3. Make the mobile apps use third-party relay/appview by default (could be randomized).

theturtletalks•1h ago
>> You can self-host a PDS. Almost nobody does.

Who would've thought true decentralization means everyone hosting their own server? Yes, each user would have to pay and maintain it, but that's the cost of decentralization. ATProto at least makes it easy to jump ship if shit hits the fan and not have to start from scratch. Try doing that with Twitter/Instagram/Etc.

publius_frog•1h ago
(Throwaway account.)

Several people have mentioned that "you can just own your own data, so that's enough, right?"

Interoperating with Bluesky requires you to either 1) opt into the did:plc standard, which is a centrally controlled certificate transparency log, or 2) have all your users create did:web accounts by manually setting DNS records.

So it is not possible to build on Bluesky at all without opting into this centrally controlled layer. This original post covers this, but maybe not in enough detail to stop commenters from missing the point.

Bluesky the company controls 95%+ of PDSes in the system, which control users' private keys, and they're extending PDSes to include more functionality that prevents users from easily exiting the network, e.g. private data is being implemented in a way where Bluesky LLC can see all your activity. The protocol changes often and with limited community input.

This is being done because "there are no other ways to do it" and "our users are okay with it". The community does pretty consistently attack people who dissent (e.g. look at what happened when Mastodon leaders objected). There's a lot of cheerleading for people who do opt into the system, and there's really no incentive for informed criticisms.

It's not really decentralized or neutral infrastructure; it's a great network for a number of specific subcultures who have a nice space away from X, and I hope the team embraces that.

vvpan•1h ago
> At every layer, the answer is "anyone can run their own." At every layer, almost nobody does.

But people do and it is reportedly fairly easy so the majority of people are on Bluesky's layers while all is well. But also I don't understand why any of this is a reason to be "wary", it's a great place to be with some unique technical properties - it is way more "open" than any other platform of similar scale.

icehawk•1h ago
> That's the same argument people made about Twitter. "If it goes bad, we'll just leave." We know how that played out.

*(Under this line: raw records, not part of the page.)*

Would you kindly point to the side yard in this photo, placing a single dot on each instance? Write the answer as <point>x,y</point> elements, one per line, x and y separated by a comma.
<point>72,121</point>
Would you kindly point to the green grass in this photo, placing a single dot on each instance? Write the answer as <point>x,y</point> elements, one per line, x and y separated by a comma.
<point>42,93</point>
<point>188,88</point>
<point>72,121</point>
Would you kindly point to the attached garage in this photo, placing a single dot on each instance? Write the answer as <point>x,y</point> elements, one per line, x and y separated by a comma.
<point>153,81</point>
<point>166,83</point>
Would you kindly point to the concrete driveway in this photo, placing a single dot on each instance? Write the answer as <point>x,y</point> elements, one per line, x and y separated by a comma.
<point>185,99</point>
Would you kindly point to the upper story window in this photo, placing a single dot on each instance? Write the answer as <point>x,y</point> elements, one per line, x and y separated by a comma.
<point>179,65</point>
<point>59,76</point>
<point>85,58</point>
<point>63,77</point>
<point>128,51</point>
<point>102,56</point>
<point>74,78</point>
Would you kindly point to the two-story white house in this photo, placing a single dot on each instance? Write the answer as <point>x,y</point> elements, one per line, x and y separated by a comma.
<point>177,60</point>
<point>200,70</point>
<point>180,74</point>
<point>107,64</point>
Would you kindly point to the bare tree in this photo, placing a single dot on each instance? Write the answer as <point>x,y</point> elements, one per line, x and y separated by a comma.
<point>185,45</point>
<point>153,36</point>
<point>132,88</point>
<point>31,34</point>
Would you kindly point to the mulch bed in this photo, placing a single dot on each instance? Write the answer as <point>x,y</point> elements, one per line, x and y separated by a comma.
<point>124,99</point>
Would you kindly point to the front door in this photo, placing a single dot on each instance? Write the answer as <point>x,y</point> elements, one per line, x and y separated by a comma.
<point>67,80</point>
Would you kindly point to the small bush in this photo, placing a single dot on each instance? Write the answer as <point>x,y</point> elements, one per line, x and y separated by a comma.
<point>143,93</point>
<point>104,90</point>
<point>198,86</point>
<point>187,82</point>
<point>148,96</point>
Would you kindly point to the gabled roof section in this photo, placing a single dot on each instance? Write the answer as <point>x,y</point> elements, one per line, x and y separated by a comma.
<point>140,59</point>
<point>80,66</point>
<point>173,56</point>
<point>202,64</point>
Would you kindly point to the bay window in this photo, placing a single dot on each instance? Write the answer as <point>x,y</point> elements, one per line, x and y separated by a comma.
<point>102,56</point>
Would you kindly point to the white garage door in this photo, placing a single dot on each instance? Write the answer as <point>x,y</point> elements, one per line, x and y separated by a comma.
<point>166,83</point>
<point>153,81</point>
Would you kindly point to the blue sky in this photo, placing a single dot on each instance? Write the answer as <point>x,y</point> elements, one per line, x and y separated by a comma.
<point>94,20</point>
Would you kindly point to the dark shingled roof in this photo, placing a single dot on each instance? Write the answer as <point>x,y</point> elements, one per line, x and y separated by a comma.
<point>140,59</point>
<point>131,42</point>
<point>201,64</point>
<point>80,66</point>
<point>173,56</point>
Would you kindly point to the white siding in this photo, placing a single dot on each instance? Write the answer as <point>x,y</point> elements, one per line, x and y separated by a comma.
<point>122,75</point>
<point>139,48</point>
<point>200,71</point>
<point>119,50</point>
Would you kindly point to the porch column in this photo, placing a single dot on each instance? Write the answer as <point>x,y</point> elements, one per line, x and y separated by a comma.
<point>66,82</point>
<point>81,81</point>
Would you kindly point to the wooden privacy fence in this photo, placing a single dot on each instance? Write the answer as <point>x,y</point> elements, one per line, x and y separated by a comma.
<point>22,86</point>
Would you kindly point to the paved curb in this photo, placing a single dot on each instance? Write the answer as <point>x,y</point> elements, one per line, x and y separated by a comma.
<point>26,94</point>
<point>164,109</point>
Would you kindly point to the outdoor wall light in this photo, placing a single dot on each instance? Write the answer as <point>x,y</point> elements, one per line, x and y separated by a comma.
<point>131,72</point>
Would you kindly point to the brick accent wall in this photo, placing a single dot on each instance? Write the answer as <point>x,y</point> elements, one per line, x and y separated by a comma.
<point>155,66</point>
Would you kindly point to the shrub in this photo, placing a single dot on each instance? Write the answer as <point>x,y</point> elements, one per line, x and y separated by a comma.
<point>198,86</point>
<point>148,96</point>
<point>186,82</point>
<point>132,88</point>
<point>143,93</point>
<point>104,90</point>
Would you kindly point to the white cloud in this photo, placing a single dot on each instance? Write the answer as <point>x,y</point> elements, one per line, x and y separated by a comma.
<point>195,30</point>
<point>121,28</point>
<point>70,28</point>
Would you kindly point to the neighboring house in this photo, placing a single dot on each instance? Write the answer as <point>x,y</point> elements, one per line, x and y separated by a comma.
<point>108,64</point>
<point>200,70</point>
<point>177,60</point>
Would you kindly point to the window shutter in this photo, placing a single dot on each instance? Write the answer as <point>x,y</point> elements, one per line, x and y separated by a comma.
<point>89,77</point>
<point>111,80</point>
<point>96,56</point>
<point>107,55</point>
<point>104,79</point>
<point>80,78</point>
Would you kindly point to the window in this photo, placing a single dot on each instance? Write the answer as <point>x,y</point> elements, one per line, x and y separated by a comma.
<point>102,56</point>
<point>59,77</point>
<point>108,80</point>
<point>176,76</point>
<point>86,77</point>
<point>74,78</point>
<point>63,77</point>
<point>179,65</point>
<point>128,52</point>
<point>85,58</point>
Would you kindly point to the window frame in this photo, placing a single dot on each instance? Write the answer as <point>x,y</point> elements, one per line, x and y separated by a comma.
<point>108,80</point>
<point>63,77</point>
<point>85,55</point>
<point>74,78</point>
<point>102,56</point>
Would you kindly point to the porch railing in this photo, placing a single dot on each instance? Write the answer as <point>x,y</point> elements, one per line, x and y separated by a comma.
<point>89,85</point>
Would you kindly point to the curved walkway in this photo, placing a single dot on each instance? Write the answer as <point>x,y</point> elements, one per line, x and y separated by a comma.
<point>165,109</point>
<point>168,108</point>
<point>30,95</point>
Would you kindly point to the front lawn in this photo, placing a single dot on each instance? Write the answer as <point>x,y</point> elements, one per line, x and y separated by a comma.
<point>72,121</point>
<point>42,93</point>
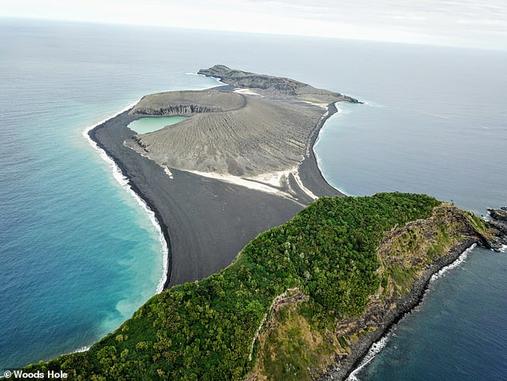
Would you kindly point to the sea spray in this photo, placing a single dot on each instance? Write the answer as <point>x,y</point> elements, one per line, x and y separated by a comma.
<point>317,158</point>
<point>377,346</point>
<point>124,182</point>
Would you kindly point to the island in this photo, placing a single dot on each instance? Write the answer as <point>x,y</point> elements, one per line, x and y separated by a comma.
<point>242,160</point>
<point>274,274</point>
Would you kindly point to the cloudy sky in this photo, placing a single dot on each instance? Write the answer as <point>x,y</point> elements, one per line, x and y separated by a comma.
<point>468,23</point>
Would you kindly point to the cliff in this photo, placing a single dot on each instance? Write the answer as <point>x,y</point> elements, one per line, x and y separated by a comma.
<point>301,301</point>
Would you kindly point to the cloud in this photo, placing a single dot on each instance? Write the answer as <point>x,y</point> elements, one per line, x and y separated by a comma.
<point>439,22</point>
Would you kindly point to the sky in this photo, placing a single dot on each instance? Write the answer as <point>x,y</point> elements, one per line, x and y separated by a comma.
<point>462,23</point>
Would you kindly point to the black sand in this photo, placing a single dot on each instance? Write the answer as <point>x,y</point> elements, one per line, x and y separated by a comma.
<point>205,222</point>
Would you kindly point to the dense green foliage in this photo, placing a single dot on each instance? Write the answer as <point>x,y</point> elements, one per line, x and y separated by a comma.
<point>204,330</point>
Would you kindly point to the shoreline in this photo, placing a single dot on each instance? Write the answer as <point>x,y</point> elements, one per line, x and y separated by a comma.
<point>308,173</point>
<point>380,344</point>
<point>378,339</point>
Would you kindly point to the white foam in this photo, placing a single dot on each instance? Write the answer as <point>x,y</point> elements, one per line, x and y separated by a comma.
<point>317,158</point>
<point>246,92</point>
<point>380,344</point>
<point>124,182</point>
<point>453,265</point>
<point>168,172</point>
<point>82,349</point>
<point>372,352</point>
<point>301,185</point>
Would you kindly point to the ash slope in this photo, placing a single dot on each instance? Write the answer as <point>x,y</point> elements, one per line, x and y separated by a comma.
<point>258,125</point>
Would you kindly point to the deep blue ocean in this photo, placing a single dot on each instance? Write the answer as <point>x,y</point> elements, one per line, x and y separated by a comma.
<point>78,253</point>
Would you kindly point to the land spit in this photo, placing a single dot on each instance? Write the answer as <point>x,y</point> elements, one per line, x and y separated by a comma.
<point>242,163</point>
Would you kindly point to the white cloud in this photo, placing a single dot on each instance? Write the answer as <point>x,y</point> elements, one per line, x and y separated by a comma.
<point>441,22</point>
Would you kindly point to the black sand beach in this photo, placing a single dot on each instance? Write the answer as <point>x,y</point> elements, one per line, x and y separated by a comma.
<point>205,222</point>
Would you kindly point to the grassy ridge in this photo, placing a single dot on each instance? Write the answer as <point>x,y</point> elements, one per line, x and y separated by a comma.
<point>204,330</point>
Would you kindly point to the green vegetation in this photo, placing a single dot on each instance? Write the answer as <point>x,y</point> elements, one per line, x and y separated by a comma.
<point>204,330</point>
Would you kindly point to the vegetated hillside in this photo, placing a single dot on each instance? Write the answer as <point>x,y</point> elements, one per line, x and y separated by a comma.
<point>292,303</point>
<point>261,136</point>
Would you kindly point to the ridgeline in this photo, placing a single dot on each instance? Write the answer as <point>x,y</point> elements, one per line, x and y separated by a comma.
<point>300,301</point>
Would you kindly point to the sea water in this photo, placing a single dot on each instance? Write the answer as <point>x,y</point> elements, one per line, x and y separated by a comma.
<point>78,253</point>
<point>150,124</point>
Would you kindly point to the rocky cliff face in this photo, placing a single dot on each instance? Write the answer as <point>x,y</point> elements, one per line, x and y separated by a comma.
<point>269,84</point>
<point>239,134</point>
<point>409,255</point>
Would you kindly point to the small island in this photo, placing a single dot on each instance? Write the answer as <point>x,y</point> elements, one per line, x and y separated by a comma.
<point>274,275</point>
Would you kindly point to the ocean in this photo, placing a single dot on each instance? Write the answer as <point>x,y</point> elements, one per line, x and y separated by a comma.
<point>79,253</point>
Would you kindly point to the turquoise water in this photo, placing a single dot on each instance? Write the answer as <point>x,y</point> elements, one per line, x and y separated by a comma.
<point>145,125</point>
<point>78,254</point>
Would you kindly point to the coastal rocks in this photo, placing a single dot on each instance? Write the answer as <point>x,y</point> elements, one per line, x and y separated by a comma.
<point>410,255</point>
<point>498,214</point>
<point>498,223</point>
<point>278,86</point>
<point>177,109</point>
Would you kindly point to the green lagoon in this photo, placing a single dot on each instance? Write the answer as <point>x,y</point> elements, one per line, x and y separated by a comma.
<point>150,124</point>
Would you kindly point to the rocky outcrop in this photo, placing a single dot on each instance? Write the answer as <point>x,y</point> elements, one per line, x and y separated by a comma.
<point>177,109</point>
<point>498,223</point>
<point>273,85</point>
<point>239,134</point>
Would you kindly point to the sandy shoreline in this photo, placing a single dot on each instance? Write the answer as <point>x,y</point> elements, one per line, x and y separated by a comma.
<point>362,347</point>
<point>184,204</point>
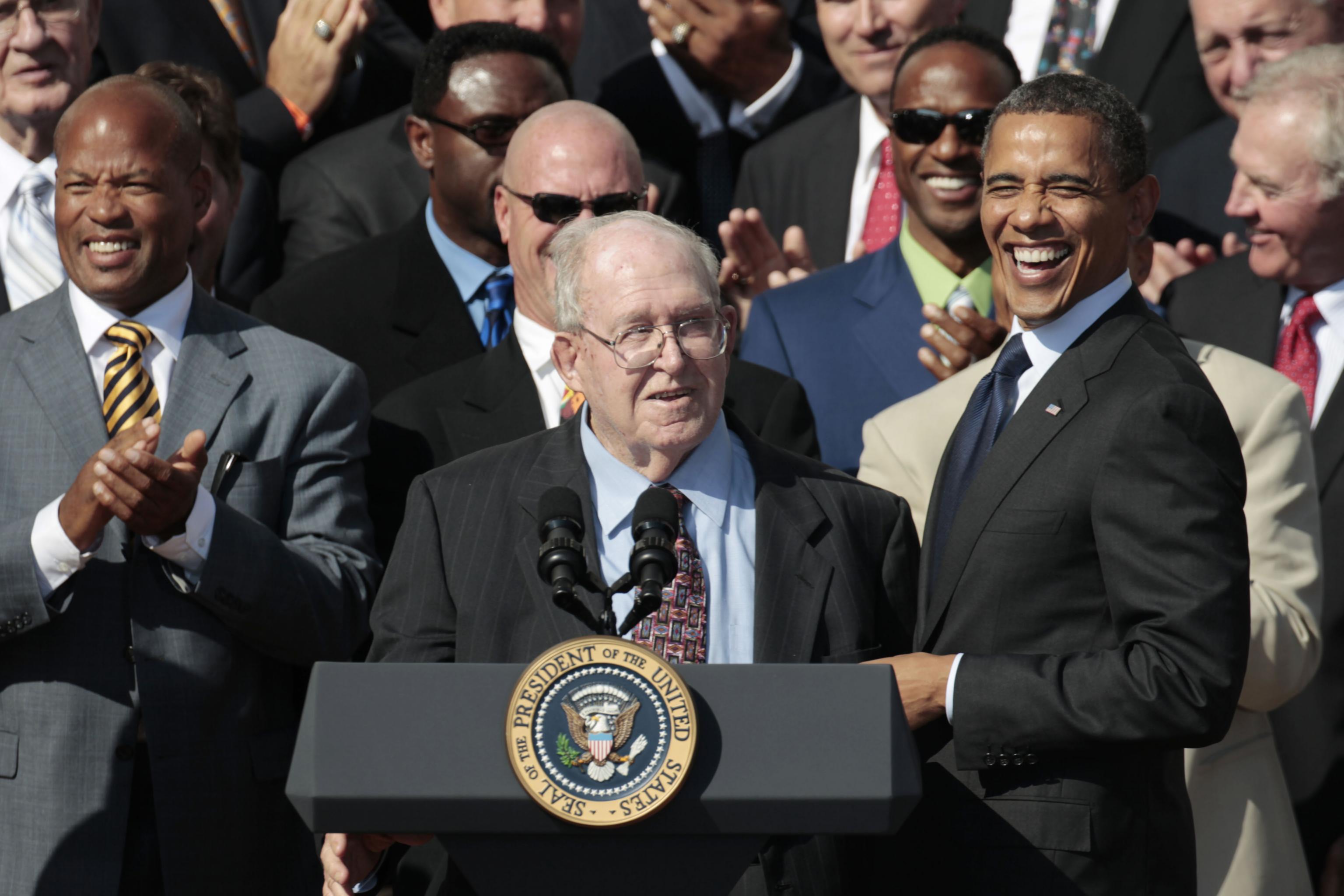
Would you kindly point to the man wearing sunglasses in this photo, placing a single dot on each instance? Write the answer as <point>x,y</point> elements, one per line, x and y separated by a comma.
<point>569,161</point>
<point>855,335</point>
<point>437,290</point>
<point>798,565</point>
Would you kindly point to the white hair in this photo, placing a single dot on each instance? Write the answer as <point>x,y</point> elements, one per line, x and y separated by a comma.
<point>1316,74</point>
<point>569,252</point>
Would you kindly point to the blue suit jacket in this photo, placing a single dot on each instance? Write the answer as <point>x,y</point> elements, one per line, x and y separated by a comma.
<point>850,335</point>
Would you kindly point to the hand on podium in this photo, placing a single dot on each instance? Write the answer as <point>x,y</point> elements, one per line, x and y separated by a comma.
<point>350,859</point>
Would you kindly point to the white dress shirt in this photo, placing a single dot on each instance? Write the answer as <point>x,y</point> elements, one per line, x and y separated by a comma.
<point>536,340</point>
<point>873,131</point>
<point>1029,23</point>
<point>720,487</point>
<point>14,166</point>
<point>57,558</point>
<point>1045,346</point>
<point>749,120</point>
<point>1328,336</point>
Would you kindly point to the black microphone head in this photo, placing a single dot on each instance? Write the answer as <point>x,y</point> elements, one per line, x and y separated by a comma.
<point>561,503</point>
<point>656,506</point>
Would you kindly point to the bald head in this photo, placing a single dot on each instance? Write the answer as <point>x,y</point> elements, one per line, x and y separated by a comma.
<point>567,135</point>
<point>143,107</point>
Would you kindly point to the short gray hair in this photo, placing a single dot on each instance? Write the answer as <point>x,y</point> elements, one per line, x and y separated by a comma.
<point>569,252</point>
<point>1316,74</point>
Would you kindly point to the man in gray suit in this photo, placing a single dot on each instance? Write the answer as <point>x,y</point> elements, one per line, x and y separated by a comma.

Yeah, it played out with my whole social circle leaving, as evidenced by the fact that all my friends link me to the bluesky post whenever there's something happening now.

jongjong•1h ago
If anything gets too popular too quickly, I just assume it's a PsyOp. That kind of growth requires extensive media coordination and big money. If you're not paying for a product, then you are the product. As sure as gravity.
beders•1h ago
This never-ending whining about oooh but my data ... for a service that you can use for free is nauseating.

This is a for-profit company running this service. It ain't free to operate.

If you don't like that, go elsewhere.

If there is one thing that has been a resounding success on the internet it is this: free services that you pay for with your clicks. Just look at the plethora of free services you get.

In no other economy would that be even remotely possible.

8cvor6j844qw_d6•36m ago
Bluesky's behavior here isn't surprising.

They already ban signups using email aliases, and apparently block alias emails to their unban support address too.